Would you be interested in contributing to SDCC, a free C compiler targeting small devices?
Probably not, I've not seen much open-source code I'd be happy working on... but that's a different discussion.
Wait, are you the Dunfield C Dunfield?
Mea culpa!
Regarding the source, I've not made it publicly available, but I've been known to give it out to interested parties.
For things not pertaining to the Padauk discussion, please contact me off list. Either through the messaging here (I'll try to check it at least every couple of days), or to my email at:
my-first-name{dot}my-last-name{@}gmail{dot}com
Regarding simulation:
With modern tools, "switch" can be as efficient as a function call table, and you can avoid the overhead of functions entry/exit on each instruction (which can be several instructions to establish and release a stack frame).
I find the most difficult part doing the flags... C has a disadvantage of not having visibility to the processor flags, so when coding a simulator in C you need to work out the flag updates manually. This is usually more operations than performing the main operation of the simulated instruction.
Back in the day, when PC's were not a whole lot faster than the embedded systems we were emulating, I coded the simulation functions in assembly language, where I could reduce decoding to a very simple jump table, and access the flags set by the operation directly (which are usually at least similar to the setting of flags on the target processor.
My EMILY52 simulator could emulate an 8051/52 in real time on a Pentium1 (or even a decent 486). The simulation engine was coded in 8086 assembly and had an advantage that the 8051 flags were very similar to the 8086 flags. Instruction that didn't set flags would jump directly back to the next decode, instructions which set flags jumped to one of several routines which saved the flags in question (I think there were 3 or 4 different combinations of flags set by instructions) before heading on back to the next decode.
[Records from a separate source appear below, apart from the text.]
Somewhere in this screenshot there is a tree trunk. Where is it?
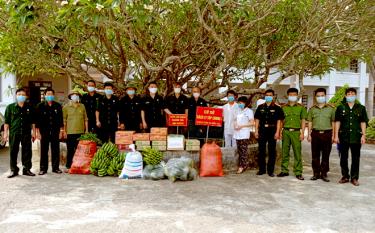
[367,56,375,119]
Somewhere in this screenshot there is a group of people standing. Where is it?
[4,80,208,178]
[223,88,368,186]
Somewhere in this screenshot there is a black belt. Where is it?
[284,128,300,132]
[312,129,332,134]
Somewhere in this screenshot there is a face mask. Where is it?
[44,95,55,102]
[148,87,158,94]
[288,96,298,102]
[264,96,273,103]
[70,95,79,102]
[316,96,326,104]
[87,87,96,92]
[126,90,135,95]
[16,95,26,103]
[104,89,113,95]
[193,92,201,98]
[345,96,356,103]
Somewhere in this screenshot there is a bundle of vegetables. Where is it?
[164,157,198,182]
[107,153,126,176]
[142,148,164,165]
[78,133,102,145]
[90,142,119,176]
[143,162,165,180]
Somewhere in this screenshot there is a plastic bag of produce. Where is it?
[119,144,143,179]
[164,157,197,182]
[69,140,96,175]
[199,142,224,176]
[143,162,165,180]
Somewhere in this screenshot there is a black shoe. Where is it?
[277,172,289,177]
[7,172,18,178]
[22,170,35,176]
[52,169,62,174]
[38,171,47,176]
[296,175,305,180]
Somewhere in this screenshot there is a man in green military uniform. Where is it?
[307,88,336,182]
[277,88,307,180]
[3,88,36,178]
[334,88,368,186]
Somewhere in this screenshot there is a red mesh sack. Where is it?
[199,142,224,176]
[69,140,96,175]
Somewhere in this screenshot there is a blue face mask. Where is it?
[104,89,113,95]
[264,96,273,103]
[345,95,356,103]
[87,87,96,92]
[44,95,55,102]
[16,95,26,103]
[126,90,135,95]
[228,95,234,102]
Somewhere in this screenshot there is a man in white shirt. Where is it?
[223,90,238,147]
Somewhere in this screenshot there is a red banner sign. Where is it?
[168,114,187,126]
[195,107,223,127]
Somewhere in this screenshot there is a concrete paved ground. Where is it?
[0,143,375,233]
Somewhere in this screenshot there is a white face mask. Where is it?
[148,87,158,94]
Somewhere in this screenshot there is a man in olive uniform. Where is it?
[277,88,307,180]
[36,88,64,175]
[165,82,188,134]
[81,80,101,133]
[254,89,284,177]
[3,88,36,178]
[141,82,165,131]
[96,82,119,143]
[307,88,336,182]
[120,84,142,132]
[335,88,368,186]
[188,87,208,145]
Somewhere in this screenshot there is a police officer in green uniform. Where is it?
[307,88,336,182]
[3,88,36,178]
[96,82,119,143]
[254,89,284,177]
[334,88,368,186]
[277,88,307,180]
[81,80,101,133]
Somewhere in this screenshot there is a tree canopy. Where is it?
[0,0,375,99]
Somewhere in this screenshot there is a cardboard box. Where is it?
[150,127,168,136]
[115,131,135,145]
[151,140,167,146]
[185,139,201,146]
[150,133,167,141]
[152,145,167,151]
[185,145,201,151]
[133,133,150,141]
[167,134,185,150]
[135,141,151,146]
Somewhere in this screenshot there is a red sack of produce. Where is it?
[69,140,96,175]
[199,142,224,176]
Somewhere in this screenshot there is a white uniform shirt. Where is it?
[233,108,254,140]
[223,103,240,134]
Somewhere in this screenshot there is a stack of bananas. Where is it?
[90,142,119,176]
[142,148,164,165]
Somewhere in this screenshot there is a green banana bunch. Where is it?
[142,148,164,165]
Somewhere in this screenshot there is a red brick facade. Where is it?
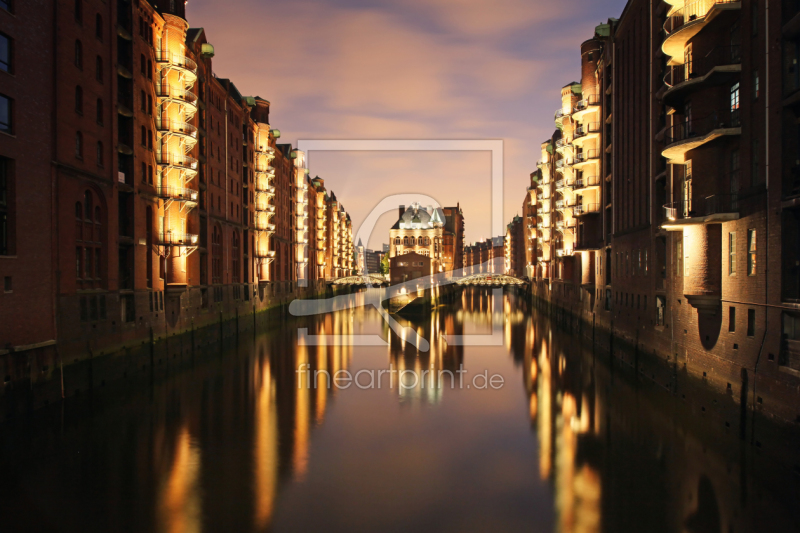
[532,0,800,421]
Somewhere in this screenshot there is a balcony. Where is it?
[256,200,275,213]
[573,176,600,192]
[572,148,600,168]
[663,46,742,107]
[156,152,197,171]
[156,117,197,140]
[156,230,198,246]
[156,83,197,113]
[661,0,742,65]
[572,203,600,217]
[556,139,572,151]
[556,157,572,172]
[661,109,742,164]
[157,187,198,204]
[572,122,601,144]
[572,94,600,120]
[661,186,764,225]
[253,218,275,232]
[156,50,197,81]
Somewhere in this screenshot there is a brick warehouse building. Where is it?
[520,0,800,432]
[0,0,352,412]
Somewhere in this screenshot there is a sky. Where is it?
[187,0,626,249]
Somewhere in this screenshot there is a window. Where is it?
[753,70,761,100]
[0,94,14,133]
[731,81,739,127]
[75,85,83,115]
[0,33,12,72]
[75,132,83,159]
[747,229,756,276]
[0,157,13,255]
[75,41,83,70]
[751,139,761,187]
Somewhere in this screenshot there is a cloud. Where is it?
[188,0,624,244]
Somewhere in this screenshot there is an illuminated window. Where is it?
[747,229,756,276]
[0,33,13,72]
[75,132,83,159]
[75,41,83,69]
[75,85,83,115]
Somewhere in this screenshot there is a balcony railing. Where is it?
[156,83,197,105]
[572,203,600,217]
[156,117,197,139]
[156,152,197,170]
[664,0,741,35]
[574,94,600,113]
[575,148,600,164]
[158,187,197,202]
[664,109,741,144]
[156,230,198,246]
[573,122,600,139]
[664,46,742,87]
[253,218,275,231]
[156,50,197,74]
[575,176,600,189]
[664,187,764,221]
[555,108,572,120]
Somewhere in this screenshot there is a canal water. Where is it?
[0,289,800,533]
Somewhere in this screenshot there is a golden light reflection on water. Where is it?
[157,426,202,533]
For instructions which used the flags, I simply loaded the 8086 flags from the saved flags before executing the instruction. When the flags were read as a byte, I used a lookup table to translate the saved 8086 flags into the corresponding 8051 flags positions.
8051 registers were only saved/restored to 8086 registers when the simulation stopped or started ... while running, they resided in 8086 registers and did not have to be loaded "per instruction".
Thing ran fast! - on more modern systems, it runs considerably faster than a hardware 805x ... It was so "streamlined" that the simulation engine had no "test for exit" .. just a tight instruction decode loop. When the user hit "STOP" I would plant a JMP instruction into the loop to break it which was then patched back by the exit handler.
Another technique I've used in the past to achieve high-speed simulation, which works well if:
1) You can live with variance in the speed the first time a block of code gets executed,
2) You don't support or accept higher overhead for self-modifying code
Is to have an array of JMP targets for every address (easy if you processor has 1024 words of code memory, harder if it has megs)... At the beginning, each JMP targets a routine which decodes the instruction and updates the JMP target to point to the handler for that instruction before launching it.
On subsequent passes the JMP branches directly to the correct instruction handler, and never even has to look at the opcode.
This is particularity effective if the opcodes are complex to decode words. For simple opcodes, a simple JMP table will be nearly as fast and much simpler to debug.
On a PC I'd probably use a simple JMP table for the PMS150, 13 bit = 8k words (32k bytes) and would give you one simple direct jump to the correct handler.
On the STM with 64K of code, 32K would be a bit much, I'd probably divide the opcodes into blocks based on which bits are used and decode with ANDs and a few switches.
But I haven't really looked into it that far yet...
Dave